Azure Container for PyTorch (ACPT)

Azure Container for PyTorch is a lightweight, standalone environment that includes needed components to effectively run optimized training for large models on Azure Machine Learning. The Azure Machine Learning curated environments are available in the user’s workspace by default and are backed by cached Docker images that use the latest version of the Azure Machine Learning SDK. It helps with reducing preparation costs and faster deployment time. ACPT can be used to quickly get started with various deep learning tasks with PyTorch on Azure.

Note

Use the Python SDK, CLI, or Azure Machine Learning studio to get the full list of environments and their dependencies. For more information, see the environments article.

Why should I use ACPT?

  • Flexibility: Use as-is with preinstalled packages or build on top of the curated environment.
  • Ease of use: All components are installed and validated against dozens of Microsoft workloads to reduce setup costs and accelerate time to value.
  • Efficiency: Avoid unnecessary image builds and only have required dependencies that are accessible right in the image/container.
  • Optimized training framework: Set up, develop, and accelerate PyTorch models on large workloads, and improve training and deployment success rate.
  • Up-to-date stack: Access the latest compatible versions of Ubuntu, Python, PyTorch, CUDA/RocM, etc.
  • Latest training optimization technologies: Make use of ONNX Runtime , DeepSpeed, MSCCL, and more.
  • Integration with Azure Machine Learning: Track your PyTorch experiments on Azure Machine Learning studio or using the SDK. Azure customer support also reduces training and deployment latency.
  • Availability as DSVM: The image is also available as a Data Science Virtual Machine (DSVM). To learn more about Data Science Virtual Machines, see the DSVM overview documentation.

Important

To view more information about curated environment packages and versions, visit the Environments tab in the Azure Machine Learning studio.

Supported configurations for Azure Container for PyTorch (ACPT)

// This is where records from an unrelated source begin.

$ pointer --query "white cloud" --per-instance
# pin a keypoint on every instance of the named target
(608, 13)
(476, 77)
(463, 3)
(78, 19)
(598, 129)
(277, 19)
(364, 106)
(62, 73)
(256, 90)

Description: The Azure Curated Environment for PyTorch is our latest PyTorch curated environment. It's optimized for large, distributed deep learning workloads and comes prepackaged with the best of Microsoft technologies for accelerated training (e.g., Onnx Runtime Training (ORT), DeepSpeed, MSCCL, etc.).

The following configurations are supported:

Environment Name OS GPU Version Python Version PyTorch Version ORT-training Version DeepSpeed Version torch-ort Version Nebula Version
acpt-pytorch-2.1-cuda12.1 Ubuntu 20.04 cu121 3.8 2.1.2 1.17.1 0.13.1 1.17.0 0.16.10
acpt-pytorch-2.0-cuda11.7 Ubuntu 20.04 cu117 3.8 2.0.1 1.17.1 0.13.1 1.17.0 0.16.10
acpt-pytorch-1.13-cuda11.7 Ubuntu 20.04 cu117 3.8 1.13.1 1.17.1 0.13.1 1.17.0 0.16.10

Other packages like fairscale, horovod, msccl, protobuf, pyspark, pytest, pytorch-lightning, tensorboard, NebulaML, torchvision, and torchmetrics are provided to support all training needs.

To learn more, see Create custom ACPT curated environments.

Support

Version updates for supported environments, including the base images they reference, are released every two weeks to address vulnerabilities no older than 30 days. Based on usage, some environments may be deprecated (hidden from the product but usable) to support more common machine learning scenarios.